She stood there for a moment after he was gone, and held up her candle again, as if that could pierce instead of increasing the darkness around her, and looked first in one direction, then in the other. Then she stood for a second minute as if listening, and then slightly shaking her head, turned and went in again. If she could have seen the two set faces watching her out of the darkness, within the deep shadow of the opposite wall! Lew grasped Rob’s arm as in a vice, and with the other hand sought that pocket to which he turned so naturally: while Rob followed the movement in a panic, and got his hand upon that which already had half seized the revolver. “You wouldn’t be such an idiot, Lew!”

“If I gave her a bullet,” said the other in the darkness, “it would be the least of her deserts, and the cheapest for the world.” Their voices could not have been audible to Mrs Ainslie, turning to shut her door, but something must have thrilled the air, for she came out and looked up and down again.

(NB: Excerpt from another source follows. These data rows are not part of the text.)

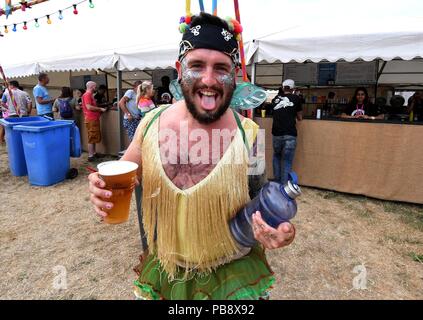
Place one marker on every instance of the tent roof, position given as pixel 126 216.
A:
pixel 138 34
pixel 333 40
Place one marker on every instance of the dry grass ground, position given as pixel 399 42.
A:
pixel 45 227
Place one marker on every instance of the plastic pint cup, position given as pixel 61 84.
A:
pixel 119 177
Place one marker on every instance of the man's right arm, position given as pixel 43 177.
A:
pixel 100 197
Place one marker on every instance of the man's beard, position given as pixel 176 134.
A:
pixel 208 116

Was she as fearless as the others, and fired with excitement too? And then the closing of the door echoed out into the stillness,—not the report of the revolver, thank heaven! She had shown no signs of alarm: but the two men, as they went away, trembled in every limb—Rob with alarm and excitement, and the sense that murder had been in the air; his companion with other feelings still.

It was very late when Mrs Ogilvy woke, and then not of herself, but by Robbie’s call, whom she suddenly roused herself to see standing in the dark by her bedside. It was quite dark, not any lingering of light in the sky, which showed how far on in the night it was. She sprang up from her bed, crying out, “What has happened—what have I been doing?” with something like shame. “Have I been sleeping all this time?” she cried with dismay.

“Don’t hurry, mother—you were tired out. I’m very glad you have slept. Nothing’s wrong. Don’t get up in a hurry. I should like to speak to you here. I’ve—got something to say.”

“What is it, Robbie?—whatever it is, my dear, would you not like a light?”

“No; I like this best. I used to creep into your room in the dark, if you remember, when I had something to confess. I had always plenty to confess, mother.”

“Oh, my Robbie, my dear, my dear!”

She stretched out her hands to him to touch his, to draw him near: but he still hung at a little distance, a tall shadow in the dark.

“It is not for myself this time. It is Lew: he was very much touched with what you said to-day. He’ll go, I believe—whether with me or not. I might see him away, and then come back. But the chief thing after all, you know, is the money. You said you would give him——”

“Oh, Robbie, God be praised!—whatever he required for his passage, and to give him a new beginning; but you’ll not leave me again, not you, not you!”